Рудольф Нуреев — c — 1961 год, бег на запад
В 1961 году, когда Кировский Театр впервые выехал на гастроли в Париж, было немыслимо не взять Рудольфа, но за ним строго следили.
Но он себя вел не так, как от него ожидали. Он возвращался в гостиницу не со всеми, а гулял с французскими танцовщиками. Некоторые члены Кировской труппы также поступали, но агентов КГБ волновал особенно Нуреев.
Когда труппа прибыла в аэропорт на отлет в Лондон, Нурееву вручили билет в Москву где, якобы он должен был выступить на торжественном спектакле…
«I want to stay and to be free… Я хочу остаться и быть свободным…»
Он не поверил данному обещанию, что он после гала догонит труппу в Лондоне и убедился, что его больше никогда не выпустят из СССР и что его удалят от сцены. Он тогда решил попросить убежища у Запада. Ему удалось это объяснить друзьям, проводившим его в аэропорт. Они же все передали французской полиции, которая объяснила Нурееву, что он должен лично войти в контакт с французскими властями ; он так и сделал и ему разрешили остаться во Франции.
LСоветские чиновники вложили все силы, чтобы дискредитировать «перебежчика» и Нуреева заочно приговорили к тюремному заключению. Несколько лет подряд он разъезжал с временными документами и в конце концов ему выдали австрийское гражданство.

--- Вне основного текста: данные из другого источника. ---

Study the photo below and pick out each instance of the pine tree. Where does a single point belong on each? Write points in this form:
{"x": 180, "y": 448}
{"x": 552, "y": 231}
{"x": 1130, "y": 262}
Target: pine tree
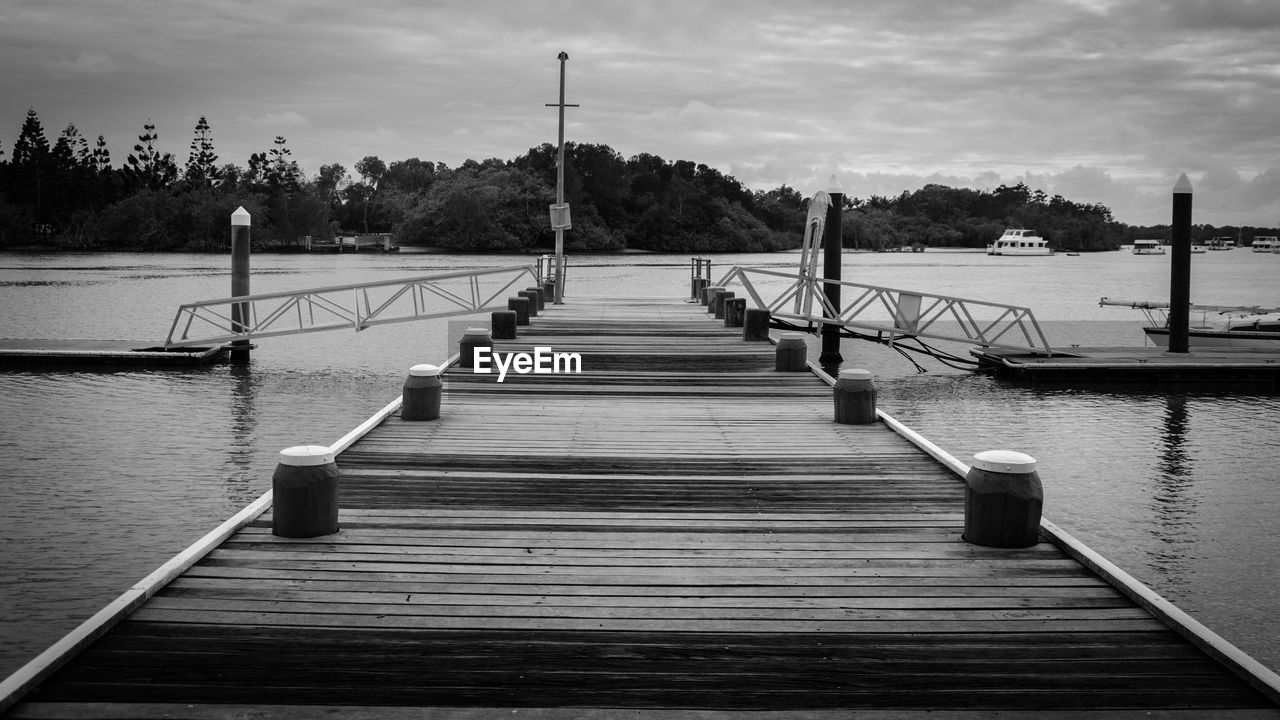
{"x": 101, "y": 156}
{"x": 202, "y": 163}
{"x": 146, "y": 168}
{"x": 28, "y": 171}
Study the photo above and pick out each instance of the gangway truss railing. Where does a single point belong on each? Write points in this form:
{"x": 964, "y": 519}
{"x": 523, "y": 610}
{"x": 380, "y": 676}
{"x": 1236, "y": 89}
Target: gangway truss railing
{"x": 891, "y": 313}
{"x": 357, "y": 305}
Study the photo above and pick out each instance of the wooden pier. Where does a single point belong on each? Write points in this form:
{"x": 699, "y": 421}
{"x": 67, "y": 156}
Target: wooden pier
{"x": 676, "y": 532}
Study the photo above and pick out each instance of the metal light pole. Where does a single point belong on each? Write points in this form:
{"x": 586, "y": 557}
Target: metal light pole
{"x": 560, "y": 212}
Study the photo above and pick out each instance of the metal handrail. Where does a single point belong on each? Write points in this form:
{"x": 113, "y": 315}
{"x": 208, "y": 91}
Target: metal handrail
{"x": 909, "y": 313}
{"x": 357, "y": 305}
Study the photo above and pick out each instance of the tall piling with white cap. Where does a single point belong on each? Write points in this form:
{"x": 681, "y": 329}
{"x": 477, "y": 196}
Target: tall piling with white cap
{"x": 1180, "y": 268}
{"x": 420, "y": 399}
{"x": 240, "y": 282}
{"x": 1004, "y": 500}
{"x": 305, "y": 492}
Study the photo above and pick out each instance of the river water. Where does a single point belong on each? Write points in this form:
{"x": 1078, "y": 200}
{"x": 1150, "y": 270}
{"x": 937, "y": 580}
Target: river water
{"x": 108, "y": 474}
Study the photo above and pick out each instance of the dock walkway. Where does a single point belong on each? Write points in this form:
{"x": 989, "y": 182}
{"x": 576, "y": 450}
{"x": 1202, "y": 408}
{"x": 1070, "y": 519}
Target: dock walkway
{"x": 676, "y": 529}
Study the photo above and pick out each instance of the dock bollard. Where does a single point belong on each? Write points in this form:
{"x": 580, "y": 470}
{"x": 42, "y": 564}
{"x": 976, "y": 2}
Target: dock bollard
{"x": 540, "y": 296}
{"x": 755, "y": 324}
{"x": 305, "y": 492}
{"x": 735, "y": 308}
{"x": 471, "y": 340}
{"x": 531, "y": 296}
{"x": 718, "y": 302}
{"x": 521, "y": 306}
{"x": 1002, "y": 500}
{"x": 699, "y": 285}
{"x": 421, "y": 393}
{"x": 855, "y": 397}
{"x": 791, "y": 354}
{"x": 503, "y": 324}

Получивши громадный личный успех на спектаклях Кирова в Париже, ему тотчас предложили контракт с Балетом Маркиза де Куэваса, где, не полюбив их постановку Спящей Красавицы, он остался лишь несколько месяцев.
Он очень уважал балерину Розелла Хайтауер и поставил с ней свой первый балет, па-де-де Щелкунщика. Затем он познакомился с американской балериной, Марья Толчиф.
Встреча с Эриком Бруном
Мария Толчиф собиралась танцевать в Копенхагене с Эриком Бруном, которого Нуреев почитал больше любого другого танцовщика, увидев его в любительском фильме.Таким образом оба мужчины познакомились, влюбились друг в друга и поддержали тесные связи до смерти Бруна, несмотря на частые ссоры и разлуки.
Оба они стремились к совершенству. Они каждый день вместе занимались и Нуреев стал усваивать западный стиль, обогощая таким образом свой «русский» опыт. Отношение Бруна к своим ролям подтвердило убеждение Нуреева в том, что мужчина способен так же выразительно танцевать, как женщина.
Это очевидно в медленной вариации, которую Брун и Нуреев поставили, каждый в своей версии Лебединого Озера, предвещающей новый стиль мужского балета, который перевзяли некоторые другие хореографы, в том числе знаменитый Фредерик Аштон.